Bead-based on-chip immunoassays

Immunoassays were performed with 6.5-μm barcoded magnetic Luminex beads to detect GAPDH, Gal-3 and Gal-3bp. A pipette tip with 6 μL bead solution was connected to the chip outlet, and 10 μL of bead solution was aspirated into the channel at 20 μL min−1. Next, the magnetic holder was placed above the chip, and the barcoded beads were captured at a flow rate of 1 μL min−1 before the pneumatic valves were actuated. Afterwards, the target molecule solution was introduced into the chip at a flow rate of 1 μL min−1, and the first set of chambers was opened for ~1 s to exchange the solution in the chamber. Once the corresponding pneumatic valve was closed, the procedure was repeated for a different set of microchambers with a different target concentration. This was followed by a 60 min incubation period, during which the surrounding channels in the chip were constantly flushed with PBS with 1% BSA at a flow rate of 1 μL min−1. After incubation, the chip was filled with biotinylated detection antibody (10-fold diluted in Ab diluent provided in the Luminex bead kit), the valves were opened, and the beads were incubated with the antibody mixture for 30 min. Finally, streptavidin-PE (SAPE) labelling solution was introduced into the channel and incubated for 60 min. The beads were finally washed with washing buffer for 30 min at 1 μL min1, and imaging was performed.

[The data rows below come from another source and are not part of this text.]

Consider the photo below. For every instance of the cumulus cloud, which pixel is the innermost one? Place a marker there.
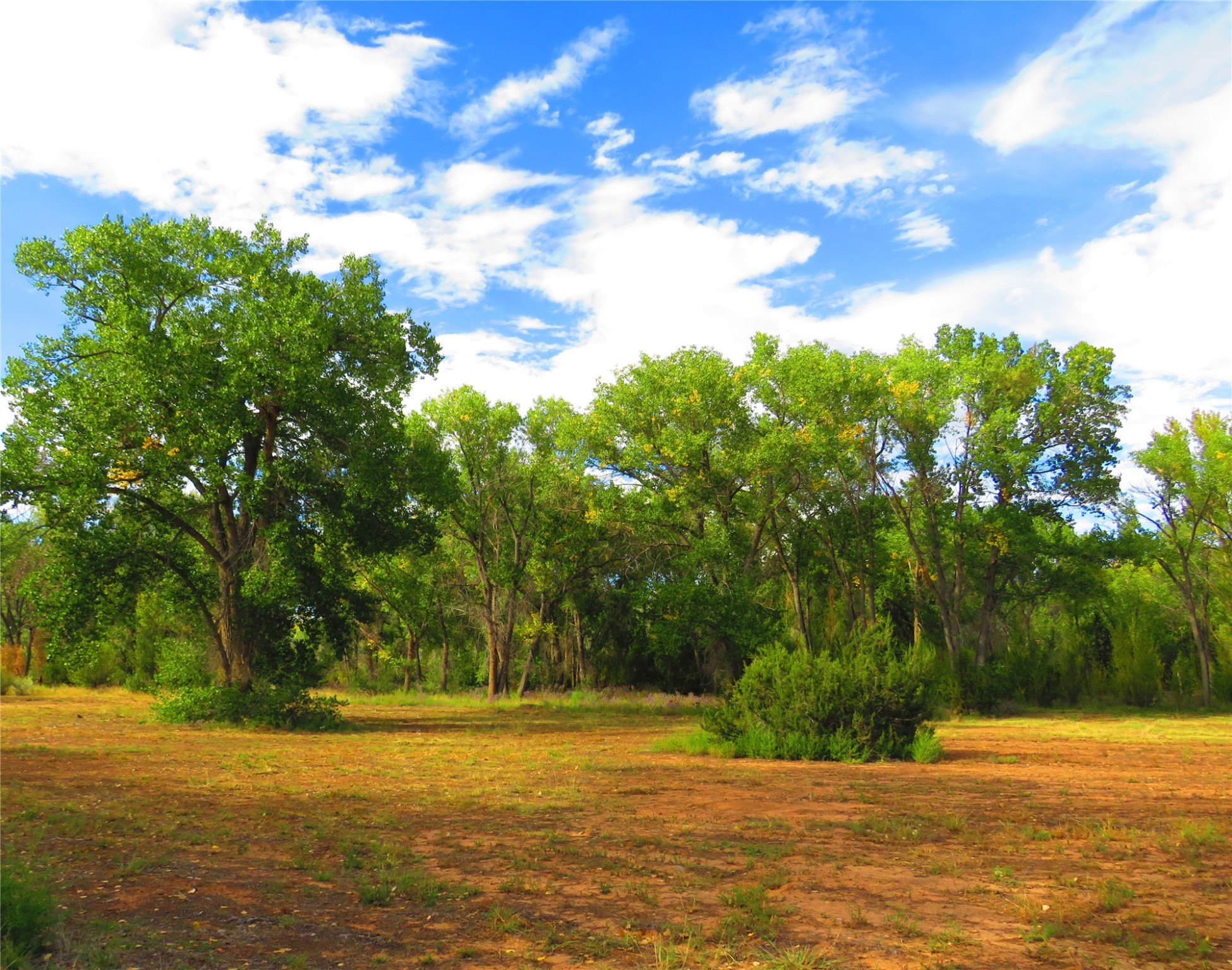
(828, 170)
(1155, 289)
(614, 138)
(251, 117)
(524, 93)
(1121, 62)
(197, 107)
(921, 231)
(797, 95)
(812, 89)
(642, 281)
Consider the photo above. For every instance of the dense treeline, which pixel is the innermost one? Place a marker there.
(216, 479)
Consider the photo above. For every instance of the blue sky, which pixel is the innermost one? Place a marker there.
(560, 188)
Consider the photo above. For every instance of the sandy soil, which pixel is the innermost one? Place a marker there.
(543, 835)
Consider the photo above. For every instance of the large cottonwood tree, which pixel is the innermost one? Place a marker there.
(205, 394)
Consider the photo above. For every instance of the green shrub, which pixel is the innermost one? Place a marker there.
(11, 683)
(181, 664)
(975, 688)
(864, 702)
(926, 746)
(27, 915)
(1137, 671)
(269, 705)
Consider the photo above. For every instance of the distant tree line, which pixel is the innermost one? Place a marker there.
(211, 476)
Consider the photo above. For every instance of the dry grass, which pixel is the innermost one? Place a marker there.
(464, 835)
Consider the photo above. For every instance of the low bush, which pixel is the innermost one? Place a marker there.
(1137, 671)
(926, 746)
(269, 705)
(866, 701)
(27, 915)
(10, 683)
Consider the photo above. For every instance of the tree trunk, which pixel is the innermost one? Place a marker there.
(30, 650)
(577, 654)
(526, 670)
(412, 654)
(445, 645)
(236, 648)
(1204, 648)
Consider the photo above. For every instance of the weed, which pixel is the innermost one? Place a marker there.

Multiplexed protein analysis of single cells

For the protein profiling of single mammalian cells, cell trapping was followed by the capture of 6 μL of antibody-coated barcoded beads as described above. For the multiplexed measurements, Gal-3bp, Gal-3 and GAPDH beads were mixed in a ratio of 1:1:1 [v:v:v]. Next, cell lysis was induced by flushing lysis buffer (0.25% Triton X-100 in PBS) into the channel and subsequently opening the pneumatic valves for ~1 s (see Supplementary Video SV1). After a 60 min incubation, the pressure in the valves was reduced to 1 bar (partially opened) to allow for the exchange of solutions inside the microchambers. This ensured that no cells or beads could escape the microchambers during the labelling procedure. Then, a biotinylated antibody labelling mixture (final dilution of each antibody was 1:10 [v:v]) was added to the chambers and incubated for 30 min. After subsequent washing, the beads were incubated with SAPE solution for another 60 min, washed, and finally imaged with an automated wide-field microscope. Our custom-made image analysis software and procedure is described in the supplementary information.